Sul primo punto, ho già detto nei giorni scorsi molto sinteticamente il mio parere, che mi prendo la libertà, ora, di ribadire e magari articolare un po’ meglio.

Non vi è dubbio alcuno sul fatto che la storia non si ripete, e che anche fenomeni molto analoghi sono diversi se storicamente collocati in momenti diversi o in luoghi diversi, ecc.
Posso quindi convenire sul fatto che parlare di fascismo’ in senso stretto a proposito delleideedei due dioscuri della nostra attuale politica, e di coloro che li consigliano e, forse, li dirigono, non sia appropriato. È certo che ilfascismo in senso stretto’ italiano e tedesco, dove si chiamava nazismo, oggi non è la stessa cosa di ciò che fu a suo tempo. Probabilmente non ha nemmeno le medesime ascendenze culturali, ammesso che il fascismo ne avesse e di rispettabili, se non altro perché mi riesce difficile immaginare quali mai possano essere le ascendenze culturali di persone come Luigi Di Maio e Matteo Salvini, per non parlare di Beppe Grillo o Giancarlo Giorgetti, o Davide Casaleggio o Umberto Bossi. Ma sta in fatto che il fascismo fu, senza dubbio, un fatto politico che era basato su una idea autoritaria, cioè illiberale, dello Stato, su un nazionalismo tanto sfrenato quanto assurdo, sulla pretesa di essere capaci di fare da soli e meglio di tutti (e il grano piantato a Piazza Venezia, basterebbe da solo a dimostrarne la assurdità), sulla ostilità verso gli odiati stranieri demoplutocratici e non so che altro, e sul razzismo. Poi, certo, i treni arrivavano in orario, si costruirono molti edifici pubblici imponenti, si andò in guerra contro i nostri interessi, ci si andò senza le armi, ecc.
Bene, benissimo: queste ascendenze culturali oggi non si vedono, dicono moltissimi intellettuali italiani e non solo -ammesso e non concesso che si sappia cosa voglia dire essere intellettuale, ma tant’è. Certo, oggi il ‘fascismo’ non è all’ordine del giorno.

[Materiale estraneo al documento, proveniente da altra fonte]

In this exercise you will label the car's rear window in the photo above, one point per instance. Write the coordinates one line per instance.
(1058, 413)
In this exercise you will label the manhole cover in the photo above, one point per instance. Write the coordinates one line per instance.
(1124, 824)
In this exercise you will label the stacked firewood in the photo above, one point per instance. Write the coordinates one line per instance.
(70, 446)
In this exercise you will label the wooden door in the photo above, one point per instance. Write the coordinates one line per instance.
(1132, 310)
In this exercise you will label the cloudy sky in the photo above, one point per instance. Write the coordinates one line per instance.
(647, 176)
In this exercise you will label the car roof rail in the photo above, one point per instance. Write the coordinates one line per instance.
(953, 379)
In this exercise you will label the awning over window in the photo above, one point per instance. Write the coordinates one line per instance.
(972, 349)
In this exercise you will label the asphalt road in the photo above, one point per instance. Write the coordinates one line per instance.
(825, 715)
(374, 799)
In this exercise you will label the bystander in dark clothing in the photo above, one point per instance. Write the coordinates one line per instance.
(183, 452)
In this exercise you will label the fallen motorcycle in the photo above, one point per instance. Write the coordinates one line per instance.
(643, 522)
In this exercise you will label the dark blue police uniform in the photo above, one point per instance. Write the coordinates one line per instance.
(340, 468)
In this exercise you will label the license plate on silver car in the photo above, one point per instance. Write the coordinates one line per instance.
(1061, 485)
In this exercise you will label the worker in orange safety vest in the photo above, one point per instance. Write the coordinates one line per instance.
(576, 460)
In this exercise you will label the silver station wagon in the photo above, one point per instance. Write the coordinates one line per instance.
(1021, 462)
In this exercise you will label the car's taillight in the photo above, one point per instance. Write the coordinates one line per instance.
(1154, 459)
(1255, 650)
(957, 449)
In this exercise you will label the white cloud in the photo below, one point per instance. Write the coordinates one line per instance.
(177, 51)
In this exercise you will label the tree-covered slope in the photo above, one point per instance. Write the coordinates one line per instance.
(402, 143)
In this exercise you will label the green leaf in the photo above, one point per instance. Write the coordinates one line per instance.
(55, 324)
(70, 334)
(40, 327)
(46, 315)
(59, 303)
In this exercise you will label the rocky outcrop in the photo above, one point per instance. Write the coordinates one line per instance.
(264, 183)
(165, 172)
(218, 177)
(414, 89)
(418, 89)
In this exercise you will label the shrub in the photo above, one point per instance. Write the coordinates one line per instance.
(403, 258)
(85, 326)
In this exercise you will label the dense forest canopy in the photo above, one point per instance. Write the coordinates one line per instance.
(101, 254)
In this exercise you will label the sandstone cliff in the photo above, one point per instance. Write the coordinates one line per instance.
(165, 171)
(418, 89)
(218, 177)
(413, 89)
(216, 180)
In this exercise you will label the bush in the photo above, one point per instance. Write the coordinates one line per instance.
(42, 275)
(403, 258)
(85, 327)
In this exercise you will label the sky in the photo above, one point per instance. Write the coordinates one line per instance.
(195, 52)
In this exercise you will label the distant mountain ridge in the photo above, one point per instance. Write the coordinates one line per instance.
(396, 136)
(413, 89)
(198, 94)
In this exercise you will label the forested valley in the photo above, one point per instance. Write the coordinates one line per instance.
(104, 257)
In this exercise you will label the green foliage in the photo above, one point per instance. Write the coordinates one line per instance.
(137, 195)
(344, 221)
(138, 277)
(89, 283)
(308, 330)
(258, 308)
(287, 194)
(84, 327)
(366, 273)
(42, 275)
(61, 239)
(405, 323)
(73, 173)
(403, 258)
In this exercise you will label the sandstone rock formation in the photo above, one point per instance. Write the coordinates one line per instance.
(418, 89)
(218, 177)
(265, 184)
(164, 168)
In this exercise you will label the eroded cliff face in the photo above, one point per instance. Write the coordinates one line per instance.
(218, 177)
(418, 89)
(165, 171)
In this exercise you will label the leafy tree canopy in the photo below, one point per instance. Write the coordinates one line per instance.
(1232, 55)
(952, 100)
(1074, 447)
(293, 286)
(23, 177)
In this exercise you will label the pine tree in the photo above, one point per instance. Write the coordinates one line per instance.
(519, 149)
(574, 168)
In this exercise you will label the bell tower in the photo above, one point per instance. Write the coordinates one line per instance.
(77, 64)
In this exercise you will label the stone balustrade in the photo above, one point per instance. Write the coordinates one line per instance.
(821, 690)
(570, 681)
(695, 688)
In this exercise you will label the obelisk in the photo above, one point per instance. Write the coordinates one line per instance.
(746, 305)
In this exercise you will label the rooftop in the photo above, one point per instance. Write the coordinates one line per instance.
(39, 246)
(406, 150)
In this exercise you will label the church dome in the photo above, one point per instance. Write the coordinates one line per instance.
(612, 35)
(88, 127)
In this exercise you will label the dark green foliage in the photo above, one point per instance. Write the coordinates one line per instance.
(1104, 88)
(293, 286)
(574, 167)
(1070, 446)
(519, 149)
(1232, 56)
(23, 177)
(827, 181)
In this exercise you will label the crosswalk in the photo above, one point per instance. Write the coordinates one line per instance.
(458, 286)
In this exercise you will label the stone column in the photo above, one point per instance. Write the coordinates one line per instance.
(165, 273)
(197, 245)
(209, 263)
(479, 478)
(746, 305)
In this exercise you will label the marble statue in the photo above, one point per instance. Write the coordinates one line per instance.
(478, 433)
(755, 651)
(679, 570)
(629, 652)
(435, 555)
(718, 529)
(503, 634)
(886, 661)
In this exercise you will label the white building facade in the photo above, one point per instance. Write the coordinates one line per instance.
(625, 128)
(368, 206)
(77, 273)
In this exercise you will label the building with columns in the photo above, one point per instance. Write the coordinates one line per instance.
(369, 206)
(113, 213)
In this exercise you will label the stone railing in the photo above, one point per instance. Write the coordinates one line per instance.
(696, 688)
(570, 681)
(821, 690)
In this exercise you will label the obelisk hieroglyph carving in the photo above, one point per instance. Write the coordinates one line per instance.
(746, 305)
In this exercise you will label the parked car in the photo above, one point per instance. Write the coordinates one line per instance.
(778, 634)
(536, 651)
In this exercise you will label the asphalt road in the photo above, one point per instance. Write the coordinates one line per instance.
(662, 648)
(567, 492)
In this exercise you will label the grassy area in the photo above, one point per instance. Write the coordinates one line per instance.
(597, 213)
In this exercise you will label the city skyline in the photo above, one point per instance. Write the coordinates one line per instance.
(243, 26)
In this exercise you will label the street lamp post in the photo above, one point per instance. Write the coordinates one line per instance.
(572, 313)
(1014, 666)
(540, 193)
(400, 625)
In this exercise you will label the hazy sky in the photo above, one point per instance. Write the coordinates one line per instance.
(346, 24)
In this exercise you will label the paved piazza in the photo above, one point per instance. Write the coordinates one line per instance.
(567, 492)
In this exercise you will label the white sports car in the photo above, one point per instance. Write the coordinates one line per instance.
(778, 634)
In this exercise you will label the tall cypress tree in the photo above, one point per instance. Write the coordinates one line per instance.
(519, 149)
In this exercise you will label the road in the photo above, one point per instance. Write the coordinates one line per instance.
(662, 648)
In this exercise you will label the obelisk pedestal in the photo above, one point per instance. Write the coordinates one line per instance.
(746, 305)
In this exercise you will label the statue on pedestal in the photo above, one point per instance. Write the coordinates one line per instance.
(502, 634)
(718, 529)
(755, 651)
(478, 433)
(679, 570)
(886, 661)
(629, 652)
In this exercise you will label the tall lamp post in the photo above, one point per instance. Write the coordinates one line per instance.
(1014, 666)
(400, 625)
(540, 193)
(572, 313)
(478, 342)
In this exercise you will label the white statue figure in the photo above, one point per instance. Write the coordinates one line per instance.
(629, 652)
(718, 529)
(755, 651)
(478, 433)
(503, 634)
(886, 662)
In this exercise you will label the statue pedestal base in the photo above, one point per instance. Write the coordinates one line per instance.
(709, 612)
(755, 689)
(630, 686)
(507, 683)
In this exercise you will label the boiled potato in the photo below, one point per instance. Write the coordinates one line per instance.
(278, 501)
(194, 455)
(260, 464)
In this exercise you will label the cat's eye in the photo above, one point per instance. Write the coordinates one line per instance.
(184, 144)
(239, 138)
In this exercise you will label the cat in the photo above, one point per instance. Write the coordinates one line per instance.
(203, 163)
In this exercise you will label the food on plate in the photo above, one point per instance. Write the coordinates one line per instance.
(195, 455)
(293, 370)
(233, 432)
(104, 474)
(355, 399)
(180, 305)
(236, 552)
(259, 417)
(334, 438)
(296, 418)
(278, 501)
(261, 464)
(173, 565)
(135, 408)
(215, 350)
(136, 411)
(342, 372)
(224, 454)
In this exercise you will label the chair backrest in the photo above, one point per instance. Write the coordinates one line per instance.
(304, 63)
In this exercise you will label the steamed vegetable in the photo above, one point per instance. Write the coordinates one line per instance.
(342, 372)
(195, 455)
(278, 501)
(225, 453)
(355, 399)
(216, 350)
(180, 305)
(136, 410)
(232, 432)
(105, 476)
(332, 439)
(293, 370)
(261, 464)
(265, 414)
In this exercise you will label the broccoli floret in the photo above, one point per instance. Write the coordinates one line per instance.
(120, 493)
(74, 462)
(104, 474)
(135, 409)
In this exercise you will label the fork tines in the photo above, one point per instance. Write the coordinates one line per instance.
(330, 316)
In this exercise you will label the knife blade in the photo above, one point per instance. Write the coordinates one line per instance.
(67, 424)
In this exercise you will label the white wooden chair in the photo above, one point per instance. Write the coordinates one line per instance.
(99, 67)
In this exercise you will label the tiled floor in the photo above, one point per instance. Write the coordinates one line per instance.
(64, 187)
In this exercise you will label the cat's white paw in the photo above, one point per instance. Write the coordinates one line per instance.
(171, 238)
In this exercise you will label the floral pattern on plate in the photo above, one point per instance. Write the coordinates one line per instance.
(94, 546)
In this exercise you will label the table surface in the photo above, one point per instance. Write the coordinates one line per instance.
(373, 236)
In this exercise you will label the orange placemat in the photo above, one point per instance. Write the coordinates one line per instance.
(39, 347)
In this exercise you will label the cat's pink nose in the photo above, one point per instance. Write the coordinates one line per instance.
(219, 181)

Ma io da non intellettuale, da uomo della strada, dico: se si propagandano idee razziste in maniera sistematica; se si afferma che certi scrittori o giornalisti o uomini di spettacolo devono essere allontanati perché sgraditi a chi ha il potere; se si concepisce l’idea che lo Stato debba e possa agire a prescindere dalle norme della Costituzione e di quelle norme internazionali che sono parte del nostro ordinamento; se si afferma che la Resistenza è una cosa irrilevante e che non merita di essere ricordata; se si afferma che il Parlamento non serve e lo si riempie di nullità, in attesa di sostituire quelle nullità con nullità tirate a sorte; se si aggiunge che in un futuro prossimo si potrà e dovrà fare a meno del Parlamento, sostituito da un software; se si afferma che bisogna proteggere l’integrità etnica del popolo italiano impedendo l’accesso in Italia di stranieri etnicamente diversi; se si afferma che la cooperazione internazionale non ha senso e per essa occorre impedire all’idea di Europa di fare strada, eccetera, se si afferma tutto ciò quale è il risultato?
Quello che abbiamo sotto gli occhi, e siamo solo all’inizio! Un Paese sempre più illiberale, in cui lo straniero è considerato un nemico, in cui si legifera solo per decreto, in cui si negano i diritti dell’uomo e si insultano e minacciano i Magistrati che invece li applicano, in cui la cultura viene sbeffeggiata e si vanta l’ignoranza come un merito. In questo Paese, e questa è l’unica cosa che conta, i margini di libertà del cittadino sono oggettivamente ridotti, limitati.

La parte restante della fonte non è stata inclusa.